Jazz e “Faccetta Nera”: cos’hanno in comune?
Gli anni ’20 sono scivolati via a ritmo di jazz. Erano anni “belli e dannati”: da un lato il veloce arricchimento dell’America, i vestiti corti e luccicanti delle donne ed i fiumi di champagne versati a bordo di limousine affittate per un pomeriggio di festa; dall’altro l’alcolismo, la povertà, le macerie che ancora coprivano i cadaveri prodotti dalla Grande Guerra e un rancore non del tutto sopito, destinato a risvegliarsi. Il jazz è la musica di sottofondo del decennio, così vibrante e viva che contribuirà in maniera decisiva allo sviluppo di tutte le principali correnti musicali del Secolo Breve.
Lo sviluppo del jazz è uno dei tanti frutti della Harlem Renaissance, miracolo di riappropriazione culturale della comunità afro-americana che in questi anni comincia a prendere coscienza del proprio contributo allo sviluppo artistico, filosofico e letterario dell’America. Attraverso questo rinnovato interesse nelle arti e nelle origini della comunità nera nel Nuovo Mondo gli afro-americani cercano di “guarire” dal trauma collettivo della schiavitù e cominciano il percorso che porterà ai movimenti per i diritti civili degli anni ’60 e ’70. Nato dalle canzoni di lavoro delle piantagioni, i primi musicisti jazz suonavano ad orecchio nelle Ragtime Bands che animavano i locali di New Orleans. Nel 1917 venne registrato il primo brano jazz, “Livery Stable Blues” della Original Dixieland Jass Band, composta da cinque musicisti di cui due italo-americani, il direttore Nick La Rocca e il batterista Tony Sbarbaro. Sarà Louis Armstrong a portare il jazz a Chicago, città da cui poi si diffonderà in tutto il mondo.

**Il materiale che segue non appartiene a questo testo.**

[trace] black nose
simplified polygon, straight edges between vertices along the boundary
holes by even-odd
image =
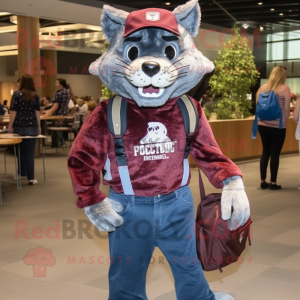
[[[145,61],[142,64],[142,70],[149,76],[153,77],[160,71],[160,65],[154,61]]]

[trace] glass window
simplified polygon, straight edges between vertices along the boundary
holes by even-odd
[[[300,30],[290,31],[289,40],[300,39]]]
[[[287,42],[287,59],[300,58],[300,39]]]

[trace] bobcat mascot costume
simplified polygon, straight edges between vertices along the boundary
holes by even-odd
[[[122,104],[119,111],[113,98],[98,105],[73,144],[68,166],[77,206],[109,232],[109,300],[147,299],[146,274],[156,246],[170,264],[178,300],[233,299],[210,290],[196,254],[186,152],[214,187],[223,188],[222,218],[231,230],[250,214],[239,168],[222,154],[199,103],[184,96],[214,68],[193,42],[200,15],[197,0],[173,12],[103,8],[110,46],[90,72]],[[183,97],[199,115],[189,143],[177,103]],[[125,108],[125,122],[118,122]],[[112,134],[109,123],[126,130]],[[99,190],[101,171],[109,197]]]

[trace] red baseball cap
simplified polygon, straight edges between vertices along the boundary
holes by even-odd
[[[126,19],[123,37],[147,27],[157,27],[180,35],[175,15],[162,8],[146,8],[131,12]]]

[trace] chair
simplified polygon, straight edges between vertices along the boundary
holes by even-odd
[[[72,146],[72,140],[69,138],[69,133],[72,133],[74,130],[75,117],[64,117],[61,121],[57,123],[57,127],[48,127],[50,131],[56,131],[58,133],[58,144],[60,139],[63,138],[62,133],[68,133],[68,140],[70,141],[70,147]]]

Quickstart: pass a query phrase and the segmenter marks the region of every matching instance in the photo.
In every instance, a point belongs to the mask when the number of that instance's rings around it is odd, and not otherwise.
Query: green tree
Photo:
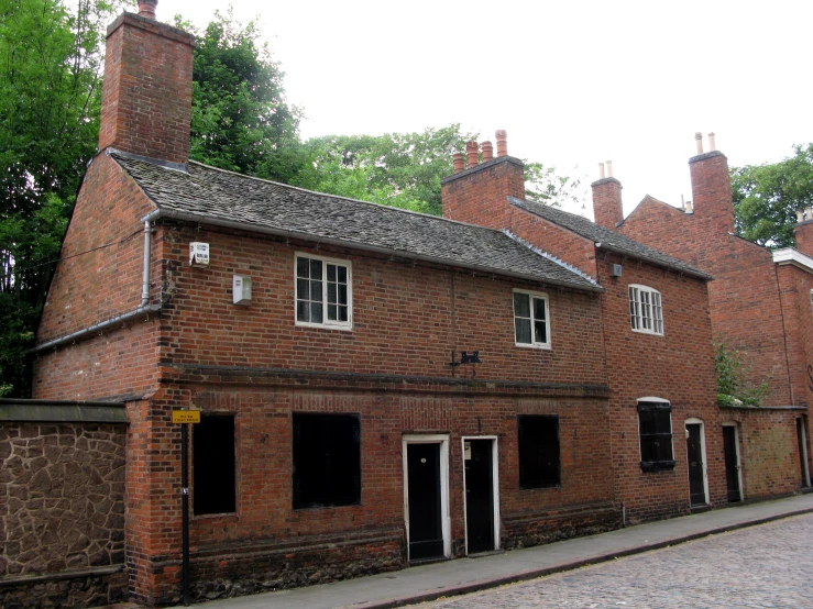
[[[121,3],[0,0],[0,395],[25,395],[31,344],[96,151],[103,26]]]
[[[813,204],[813,143],[770,165],[733,167],[732,197],[737,234],[770,247],[795,244],[795,210]]]
[[[188,23],[176,22],[190,30]],[[301,111],[285,100],[284,73],[253,22],[229,8],[198,38],[189,156],[223,169],[292,182],[306,168]]]
[[[298,186],[424,213],[442,213],[440,180],[452,175],[452,157],[476,133],[459,124],[420,133],[330,135],[305,143],[312,170]],[[552,206],[583,201],[581,182],[554,167],[527,163],[526,197]]]

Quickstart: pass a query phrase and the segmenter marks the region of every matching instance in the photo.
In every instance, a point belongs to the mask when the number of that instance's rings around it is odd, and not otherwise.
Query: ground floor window
[[[294,509],[361,502],[358,414],[295,412]]]
[[[638,431],[641,469],[673,469],[672,405],[651,398],[638,400]]]
[[[519,487],[543,488],[561,484],[559,417],[517,416]]]
[[[196,516],[235,509],[234,417],[202,414],[193,425],[193,511]]]

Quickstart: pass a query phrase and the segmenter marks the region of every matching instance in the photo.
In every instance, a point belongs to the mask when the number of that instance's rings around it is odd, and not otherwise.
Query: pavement
[[[536,547],[457,558],[332,584],[213,600],[198,607],[204,609],[404,607],[524,582],[802,513],[813,513],[813,494],[735,506]]]

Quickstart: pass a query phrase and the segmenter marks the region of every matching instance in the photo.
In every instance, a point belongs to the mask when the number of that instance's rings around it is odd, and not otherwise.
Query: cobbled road
[[[813,514],[413,607],[810,609]]]

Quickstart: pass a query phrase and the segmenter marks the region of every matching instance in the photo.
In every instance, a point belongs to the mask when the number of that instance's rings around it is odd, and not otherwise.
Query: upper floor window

L’Italia dimostrò fin da subito di amare il nuovo genere arrivato da oltreoceano, già nel 1920 si vendono in Italia i primi dischi jazz. Questa libertà musicale però non dura: nel 1922 comincia il processo di “fascistizzazione” dello Stato e il Duce non ci metterà molto ad etichettare il genere che più di tutti stimola l’improvvisazione e la libertà di espressione come “musica degenerata”. Nonostante ciò il jazz continua a proliferare di nascosto nella penisola, che ospita nel 1935 Louis Armstrong, ribattezzato per l’occasione “Luigi Braccioforte”.
Sia in Italia che in America vediamo, negli anni ’20, un rinnovato interesse nei confronti dell’identità nazionale e culturale: in entrambi in Paesi la musica è usata come strumento di affermazione identitaria, ma con esiti storico-culturali molto diversi. In America si afferma il jazz, che svolge un duplice ruolo di motore culturale e strumento di protesta – ancora oggi “Southern trees bear strange fruit” di Billie Holiday genera controversie – mentre in Italia si arriva alla propagazione dell’ideale di “italiano” e all’estremizzazione del concetto di nazione. Di questo sono esempio “Black Brown and Beige” di Duke Ellington e “Faccetta Nera”. La prima è una sinfonia jazz che ripercorre la storia della comunità afro-americana, suonata per la prima volta alla Carnegie Hall. Duke Ellington introduce il jazz, la storia afro-americana la sua presenza in quanto artista nero in un luogo che in America era tradizionalmente limitato alle élite bianche: il teatro. “Faccetta Nera” invece è una canzone popolare del periodo fascista che ha come soggetto una donna nera, chiamata nelle prime due righe della canzone “schiava fra gli schiavi”. Questa allegra marcetta militare dallo schema rigido cerca di convincere l’”abissina” della canzone dei vantaggi del colonialismo: siamo molto lontani dai sogni di libertà che animavano la comunità nera oltreoceano.
Pochi immaginavano che queste differenze musicali sarebbero presto diventate politiche e che la Guerra che tutti si erano appena lasciati alle spalle sarebbe riemersa.